Where does buck stop?

For too long, Prime Minister Stephen Harper clung to the mantra that there was “no evidence” that Canadian troops ever put detainees in harm’s way by handing them over to the Afghan security forces.

There was evidence, of course. And thanks to Chief of Defence Staff Gen. Walter Natynczyk, who ordered a probe into a case that caught him flat-footed late last year, we now have a glimpse of the risks.

On June 14, 2006, Canadian troops, who believed that Afghan forces often “beat the hell” out of captives, nonetheless turned a Taliban suspect over to an Afghan police unit that one of our men described as “wing nuts … garbage.” The Taliban had just mutilated members of that same unit. The Canadians were worried enough to photograph the man. And indeed the Afghans began “slapping him around” even as the Canadians drove off.

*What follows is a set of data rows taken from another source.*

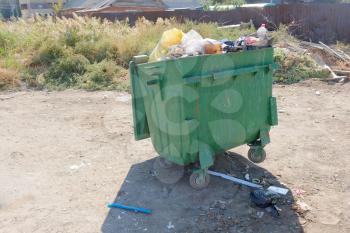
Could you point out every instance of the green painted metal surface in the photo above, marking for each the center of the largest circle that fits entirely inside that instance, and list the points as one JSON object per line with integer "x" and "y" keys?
{"x": 195, "y": 107}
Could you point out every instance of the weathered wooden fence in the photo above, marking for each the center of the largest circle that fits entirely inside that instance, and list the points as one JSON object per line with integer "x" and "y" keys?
{"x": 325, "y": 22}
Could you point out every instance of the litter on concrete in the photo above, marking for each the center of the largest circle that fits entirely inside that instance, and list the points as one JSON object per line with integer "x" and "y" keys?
{"x": 273, "y": 189}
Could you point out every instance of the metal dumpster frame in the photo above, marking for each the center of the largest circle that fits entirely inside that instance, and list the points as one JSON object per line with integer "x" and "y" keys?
{"x": 196, "y": 107}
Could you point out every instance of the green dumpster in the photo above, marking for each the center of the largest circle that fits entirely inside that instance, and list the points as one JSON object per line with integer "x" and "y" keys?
{"x": 194, "y": 108}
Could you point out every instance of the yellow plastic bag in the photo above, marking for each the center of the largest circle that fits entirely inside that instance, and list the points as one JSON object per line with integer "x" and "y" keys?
{"x": 169, "y": 38}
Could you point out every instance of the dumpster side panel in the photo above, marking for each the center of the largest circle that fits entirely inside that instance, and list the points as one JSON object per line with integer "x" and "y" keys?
{"x": 222, "y": 101}
{"x": 141, "y": 130}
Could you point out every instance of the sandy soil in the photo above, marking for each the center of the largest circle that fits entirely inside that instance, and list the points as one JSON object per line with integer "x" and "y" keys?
{"x": 65, "y": 155}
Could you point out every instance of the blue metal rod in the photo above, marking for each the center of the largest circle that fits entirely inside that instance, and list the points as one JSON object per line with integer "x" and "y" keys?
{"x": 130, "y": 208}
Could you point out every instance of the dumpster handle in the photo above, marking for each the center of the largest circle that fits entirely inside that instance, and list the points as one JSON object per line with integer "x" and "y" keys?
{"x": 227, "y": 73}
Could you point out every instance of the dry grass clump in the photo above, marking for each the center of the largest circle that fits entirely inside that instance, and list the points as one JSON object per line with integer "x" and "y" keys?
{"x": 90, "y": 53}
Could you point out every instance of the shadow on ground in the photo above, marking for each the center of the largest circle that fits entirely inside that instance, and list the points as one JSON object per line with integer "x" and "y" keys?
{"x": 221, "y": 207}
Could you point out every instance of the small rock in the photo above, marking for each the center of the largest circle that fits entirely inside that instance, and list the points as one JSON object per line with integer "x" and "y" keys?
{"x": 301, "y": 207}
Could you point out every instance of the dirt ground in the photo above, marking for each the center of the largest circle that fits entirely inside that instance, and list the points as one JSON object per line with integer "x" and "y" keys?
{"x": 65, "y": 155}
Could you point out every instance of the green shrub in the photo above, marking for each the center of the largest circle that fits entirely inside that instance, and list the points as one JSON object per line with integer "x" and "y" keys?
{"x": 7, "y": 42}
{"x": 71, "y": 36}
{"x": 66, "y": 71}
{"x": 96, "y": 51}
{"x": 48, "y": 53}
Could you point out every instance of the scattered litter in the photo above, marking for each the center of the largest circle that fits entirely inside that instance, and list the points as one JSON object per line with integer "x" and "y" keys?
{"x": 234, "y": 179}
{"x": 298, "y": 192}
{"x": 279, "y": 190}
{"x": 301, "y": 207}
{"x": 256, "y": 181}
{"x": 130, "y": 208}
{"x": 175, "y": 44}
{"x": 170, "y": 226}
{"x": 260, "y": 214}
{"x": 272, "y": 189}
{"x": 267, "y": 200}
{"x": 263, "y": 199}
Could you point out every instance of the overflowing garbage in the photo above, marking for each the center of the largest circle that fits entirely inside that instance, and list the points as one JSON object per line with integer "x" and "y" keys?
{"x": 175, "y": 44}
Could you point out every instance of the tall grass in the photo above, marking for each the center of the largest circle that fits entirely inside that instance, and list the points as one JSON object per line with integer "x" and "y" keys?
{"x": 93, "y": 54}
{"x": 84, "y": 52}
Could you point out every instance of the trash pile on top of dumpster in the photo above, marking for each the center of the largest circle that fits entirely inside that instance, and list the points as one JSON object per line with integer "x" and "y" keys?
{"x": 175, "y": 44}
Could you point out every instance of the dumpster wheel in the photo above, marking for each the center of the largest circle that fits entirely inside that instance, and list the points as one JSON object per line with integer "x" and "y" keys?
{"x": 256, "y": 154}
{"x": 199, "y": 180}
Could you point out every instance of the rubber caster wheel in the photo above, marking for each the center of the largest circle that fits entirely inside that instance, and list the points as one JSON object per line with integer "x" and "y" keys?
{"x": 199, "y": 180}
{"x": 257, "y": 154}
{"x": 167, "y": 172}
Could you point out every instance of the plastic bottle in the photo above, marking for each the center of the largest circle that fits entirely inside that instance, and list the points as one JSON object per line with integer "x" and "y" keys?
{"x": 262, "y": 32}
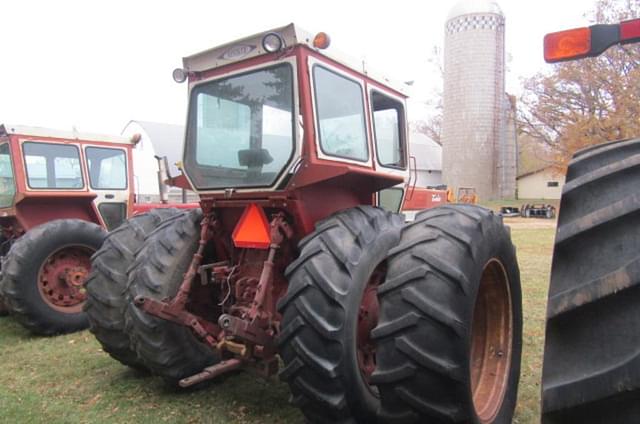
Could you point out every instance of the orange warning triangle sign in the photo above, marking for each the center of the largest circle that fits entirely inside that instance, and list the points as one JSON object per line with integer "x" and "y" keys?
{"x": 252, "y": 230}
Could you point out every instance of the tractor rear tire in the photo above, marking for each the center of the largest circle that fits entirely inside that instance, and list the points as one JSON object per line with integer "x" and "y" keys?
{"x": 167, "y": 349}
{"x": 107, "y": 295}
{"x": 4, "y": 309}
{"x": 326, "y": 323}
{"x": 591, "y": 369}
{"x": 450, "y": 330}
{"x": 44, "y": 272}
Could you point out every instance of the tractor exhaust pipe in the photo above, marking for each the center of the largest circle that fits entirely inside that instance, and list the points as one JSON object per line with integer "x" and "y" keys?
{"x": 163, "y": 175}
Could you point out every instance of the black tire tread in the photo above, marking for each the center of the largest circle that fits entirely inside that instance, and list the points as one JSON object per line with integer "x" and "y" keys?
{"x": 315, "y": 306}
{"x": 428, "y": 293}
{"x": 167, "y": 349}
{"x": 19, "y": 258}
{"x": 591, "y": 364}
{"x": 107, "y": 295}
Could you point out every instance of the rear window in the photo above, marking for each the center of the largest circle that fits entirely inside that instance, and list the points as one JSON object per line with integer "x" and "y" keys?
{"x": 52, "y": 166}
{"x": 107, "y": 168}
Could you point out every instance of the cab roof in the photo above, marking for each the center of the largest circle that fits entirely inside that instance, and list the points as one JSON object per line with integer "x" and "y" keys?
{"x": 292, "y": 35}
{"x": 23, "y": 130}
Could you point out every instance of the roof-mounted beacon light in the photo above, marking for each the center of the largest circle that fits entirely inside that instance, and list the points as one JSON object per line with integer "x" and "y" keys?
{"x": 321, "y": 40}
{"x": 272, "y": 42}
{"x": 589, "y": 41}
{"x": 179, "y": 75}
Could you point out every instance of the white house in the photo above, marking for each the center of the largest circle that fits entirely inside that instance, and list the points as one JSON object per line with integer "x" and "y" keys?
{"x": 543, "y": 183}
{"x": 156, "y": 139}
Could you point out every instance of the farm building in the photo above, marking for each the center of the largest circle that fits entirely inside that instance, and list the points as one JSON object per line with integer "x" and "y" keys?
{"x": 157, "y": 140}
{"x": 478, "y": 137}
{"x": 543, "y": 183}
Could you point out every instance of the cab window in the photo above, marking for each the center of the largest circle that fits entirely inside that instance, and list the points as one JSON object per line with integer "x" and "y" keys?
{"x": 340, "y": 110}
{"x": 7, "y": 183}
{"x": 388, "y": 121}
{"x": 107, "y": 168}
{"x": 52, "y": 166}
{"x": 390, "y": 199}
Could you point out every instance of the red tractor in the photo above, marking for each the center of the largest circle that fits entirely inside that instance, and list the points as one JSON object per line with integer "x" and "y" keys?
{"x": 59, "y": 194}
{"x": 591, "y": 371}
{"x": 301, "y": 163}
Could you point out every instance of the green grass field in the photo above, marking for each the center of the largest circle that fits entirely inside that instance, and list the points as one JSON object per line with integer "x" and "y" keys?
{"x": 68, "y": 379}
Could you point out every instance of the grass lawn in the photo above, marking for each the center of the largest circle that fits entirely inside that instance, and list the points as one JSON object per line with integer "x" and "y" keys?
{"x": 68, "y": 379}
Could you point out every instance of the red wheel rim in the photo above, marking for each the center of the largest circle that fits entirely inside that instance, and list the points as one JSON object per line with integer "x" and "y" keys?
{"x": 368, "y": 315}
{"x": 491, "y": 346}
{"x": 62, "y": 276}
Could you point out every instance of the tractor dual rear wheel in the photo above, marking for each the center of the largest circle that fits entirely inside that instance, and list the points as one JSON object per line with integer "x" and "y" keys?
{"x": 591, "y": 366}
{"x": 44, "y": 272}
{"x": 449, "y": 335}
{"x": 107, "y": 295}
{"x": 329, "y": 311}
{"x": 169, "y": 350}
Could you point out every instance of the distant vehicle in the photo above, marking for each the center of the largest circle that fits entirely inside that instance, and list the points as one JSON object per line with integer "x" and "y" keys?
{"x": 538, "y": 210}
{"x": 60, "y": 192}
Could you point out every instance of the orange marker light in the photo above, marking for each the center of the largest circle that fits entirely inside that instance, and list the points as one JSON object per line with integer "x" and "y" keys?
{"x": 321, "y": 40}
{"x": 630, "y": 30}
{"x": 252, "y": 230}
{"x": 570, "y": 44}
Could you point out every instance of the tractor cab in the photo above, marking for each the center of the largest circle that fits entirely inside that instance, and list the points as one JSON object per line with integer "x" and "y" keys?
{"x": 48, "y": 174}
{"x": 277, "y": 117}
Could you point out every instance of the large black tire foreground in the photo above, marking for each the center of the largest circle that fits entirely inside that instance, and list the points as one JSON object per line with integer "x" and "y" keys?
{"x": 107, "y": 295}
{"x": 43, "y": 274}
{"x": 450, "y": 329}
{"x": 167, "y": 349}
{"x": 4, "y": 309}
{"x": 591, "y": 371}
{"x": 328, "y": 312}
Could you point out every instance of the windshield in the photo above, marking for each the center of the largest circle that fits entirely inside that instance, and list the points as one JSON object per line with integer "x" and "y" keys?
{"x": 7, "y": 183}
{"x": 240, "y": 129}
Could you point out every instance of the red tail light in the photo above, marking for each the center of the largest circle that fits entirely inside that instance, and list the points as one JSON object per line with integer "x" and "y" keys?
{"x": 629, "y": 30}
{"x": 252, "y": 230}
{"x": 570, "y": 44}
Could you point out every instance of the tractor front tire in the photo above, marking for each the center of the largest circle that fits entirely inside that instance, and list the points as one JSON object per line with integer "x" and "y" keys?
{"x": 167, "y": 349}
{"x": 107, "y": 295}
{"x": 329, "y": 311}
{"x": 450, "y": 330}
{"x": 591, "y": 366}
{"x": 44, "y": 272}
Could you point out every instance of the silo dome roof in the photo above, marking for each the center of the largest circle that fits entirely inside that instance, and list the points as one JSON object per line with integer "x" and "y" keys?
{"x": 468, "y": 7}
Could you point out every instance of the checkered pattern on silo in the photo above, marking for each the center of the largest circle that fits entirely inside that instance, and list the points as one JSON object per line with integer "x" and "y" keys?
{"x": 474, "y": 117}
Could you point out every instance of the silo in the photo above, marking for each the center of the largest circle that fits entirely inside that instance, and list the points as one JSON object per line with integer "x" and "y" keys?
{"x": 474, "y": 118}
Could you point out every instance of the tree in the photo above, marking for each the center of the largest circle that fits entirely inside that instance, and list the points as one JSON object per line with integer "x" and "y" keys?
{"x": 585, "y": 102}
{"x": 432, "y": 125}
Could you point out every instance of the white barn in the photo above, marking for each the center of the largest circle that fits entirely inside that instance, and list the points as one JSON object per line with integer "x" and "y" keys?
{"x": 156, "y": 139}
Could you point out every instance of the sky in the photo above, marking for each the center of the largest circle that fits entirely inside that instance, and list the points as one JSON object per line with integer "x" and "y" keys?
{"x": 94, "y": 66}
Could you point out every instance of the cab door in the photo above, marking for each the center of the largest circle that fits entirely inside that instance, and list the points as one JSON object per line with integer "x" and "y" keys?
{"x": 107, "y": 169}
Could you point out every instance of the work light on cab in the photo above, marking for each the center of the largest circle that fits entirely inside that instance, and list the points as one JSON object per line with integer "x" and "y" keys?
{"x": 272, "y": 42}
{"x": 321, "y": 40}
{"x": 179, "y": 75}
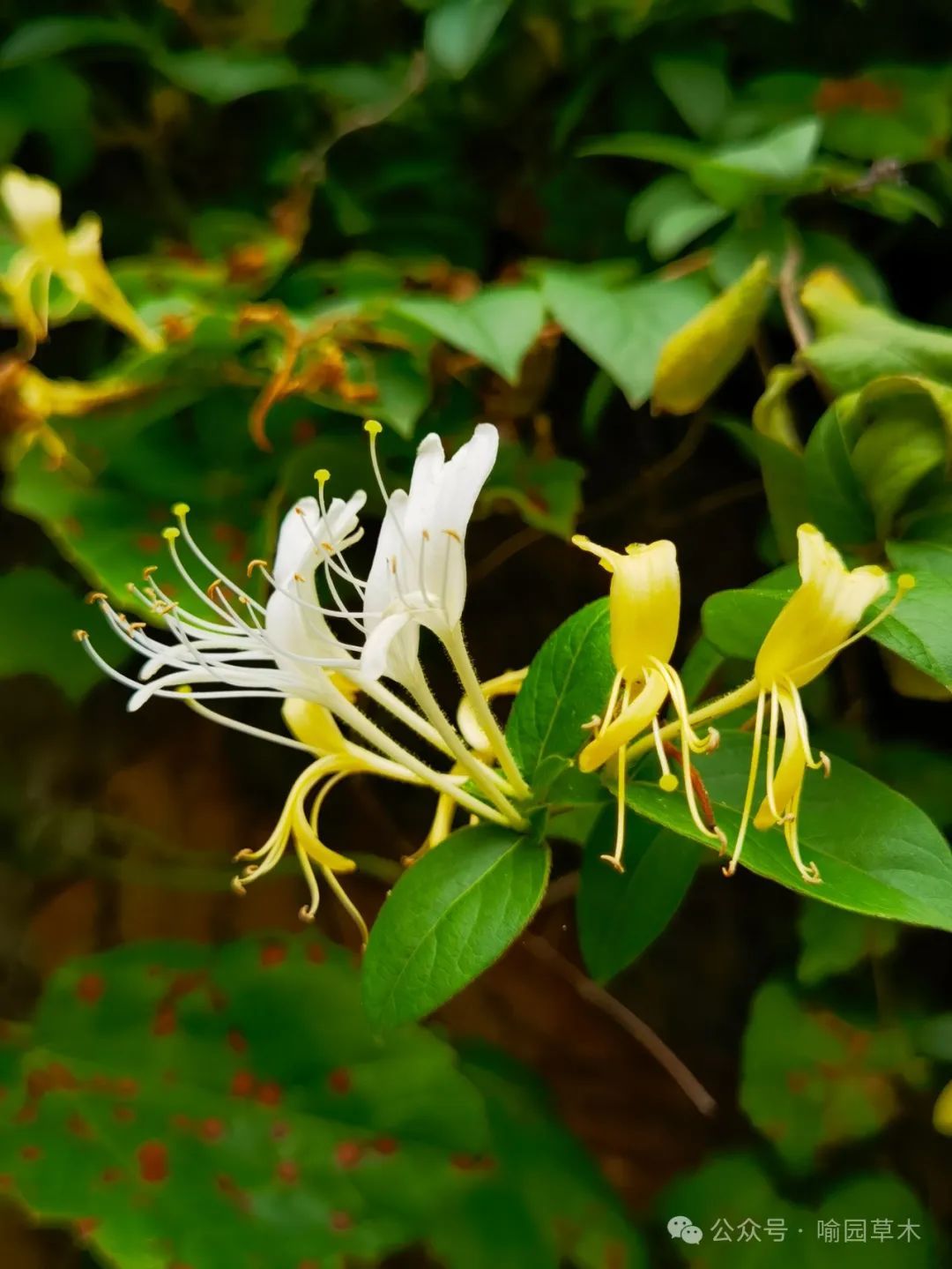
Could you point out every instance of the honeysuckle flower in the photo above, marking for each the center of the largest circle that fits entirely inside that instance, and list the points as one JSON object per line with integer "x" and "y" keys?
{"x": 34, "y": 207}
{"x": 816, "y": 622}
{"x": 644, "y": 607}
{"x": 304, "y": 650}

Later that day, alerted to “indicators of ongoing assault,” our military police rescued him. By then he “had obviously been beaten.” Despite all this, the military inquiry, which reported last week, has an innocent explanation for everything.

Investigators didn’t fault our troops for giving Afghan “wing nuts” a prisoner. Nor for failing to report the case as a “detainee” affair, which it was. Apparently, our forces regarded the suspect merely as a “person under control.” By not reporting the case as a detainee matter, they insulated “commanders at all levels … from full, or in some cases any knowledge of the incident.” What happened in Kandahar stayed there.

The probe did express “significant concern” that war diary records, phone, radio and chat logs, situation reports and patrol reports for May 13 to June 17 “could not be located.” But no fault there, either.

The picture that emerges is not reassuring. Canadian troops expose a detainee to abuse, scramble to save his life, fail to alert the brass, and lose the paper trail. Then after it all comes to light, a military probe concludes the buck doesn’t stop anywhere.